New York State Police Superintendent Keith M. Corlett said, “As the summer travel season continues, the State Police and our partners strongly encourage the proper use of seat belts and child safety seats in motor vehicles. This is about protecting the smallest New Yorkers, our children. By simply buckling-up, we can reduce severe injuries and deaths in motor vehicle crashes. We will continue to work diligently to promote proper seatbelt use and compliance.”
State Park Police Chief Mark VanWie said “As we continue to open up recreational opportunities across the state, the safety of our visitors is our greatest priority. Through our partnership with the New York State Police and local law enforcement agencies statewide, we will continue to educate and strictly enforce proper seat-belt usage, which will help to ensure a safe, enjoyable experience for all motorists entering or leaving our New York State Parks.”

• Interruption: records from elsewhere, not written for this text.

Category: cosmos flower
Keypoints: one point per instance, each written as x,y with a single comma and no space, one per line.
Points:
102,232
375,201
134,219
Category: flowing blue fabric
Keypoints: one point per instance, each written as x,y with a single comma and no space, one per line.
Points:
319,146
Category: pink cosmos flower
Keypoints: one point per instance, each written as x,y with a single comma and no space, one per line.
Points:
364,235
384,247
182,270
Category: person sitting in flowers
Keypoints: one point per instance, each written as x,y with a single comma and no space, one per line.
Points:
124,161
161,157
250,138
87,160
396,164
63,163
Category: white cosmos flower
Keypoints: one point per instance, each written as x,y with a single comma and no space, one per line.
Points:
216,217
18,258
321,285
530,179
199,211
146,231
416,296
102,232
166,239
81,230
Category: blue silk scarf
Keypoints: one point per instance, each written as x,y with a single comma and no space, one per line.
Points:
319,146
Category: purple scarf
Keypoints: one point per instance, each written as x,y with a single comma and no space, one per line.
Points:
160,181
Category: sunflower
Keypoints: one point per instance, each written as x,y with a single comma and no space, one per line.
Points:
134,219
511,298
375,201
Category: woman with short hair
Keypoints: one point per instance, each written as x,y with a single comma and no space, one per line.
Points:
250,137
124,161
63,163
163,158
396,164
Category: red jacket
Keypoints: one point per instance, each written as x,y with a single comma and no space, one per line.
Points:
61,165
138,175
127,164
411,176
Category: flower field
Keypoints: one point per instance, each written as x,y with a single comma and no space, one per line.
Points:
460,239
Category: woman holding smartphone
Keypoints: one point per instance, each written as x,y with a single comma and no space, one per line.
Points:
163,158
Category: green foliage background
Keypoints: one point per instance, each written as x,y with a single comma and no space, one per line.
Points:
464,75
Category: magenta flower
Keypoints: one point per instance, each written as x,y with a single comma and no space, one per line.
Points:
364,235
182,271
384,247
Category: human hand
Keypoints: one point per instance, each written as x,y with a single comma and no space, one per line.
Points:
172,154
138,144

Mark J.F. Schroeder, DMV Commissioner and Chair of the Governor’s Traffic Safety Committee, said “New York has so many beautiful parks and they are great places to enjoy the outdoors during this difficult time, but I urge New Yorkers to enjoy them responsibly. Just because you are driving in a park does not mean you don’t need to wear a seat belt. Make sure everyone stays safe in our parks. Buckle up every trip, every time.”
The initiative coincides with one of the peak times that visitors travel to state parks throughout New York State, and the goal is for drivers and their families to arrive and leave safely. Increasing seatbelt use is reportedly one of the most effective ways to reduce crash related injuries and fatalities.
During the 2019 BUNY in the Parks campaign, the New York State Police and State Park Police reportedly issued 7,596 total tickets, including 3,369 tickets for child restraint violations, and 3,927 tickets for adult seatbelt violations.
Highlights of New York State’s occupant restraint law:
- In the front seat, the driver and each passenger must wear a seat belt, one person per belt. The driver and front-seat passengers aged 16 or older can be fined up to $50 each for failure to buckle up.
- Every occupant, regardless of age or seating position, must use a safety restraint when riding with driver who has a junior license or learner permit.
- Each passenger under age 16 must wear a seat belt or use an appropriate child safety restraint system. The restraint system must comply with the child height and weight recommendations determined by the manufacturer. Depending on the size of the child, the restraint system may be a safety seat or a booster seat used in combination with a lap and shoulder belt.
- Children must be restrained in a rear-facing car seat up until the age of two.
- The driver must make sure that each passenger under age 16 obeys the law. The driver can be fined $25 to $100 and receive up to three driver license penalty points for each violation.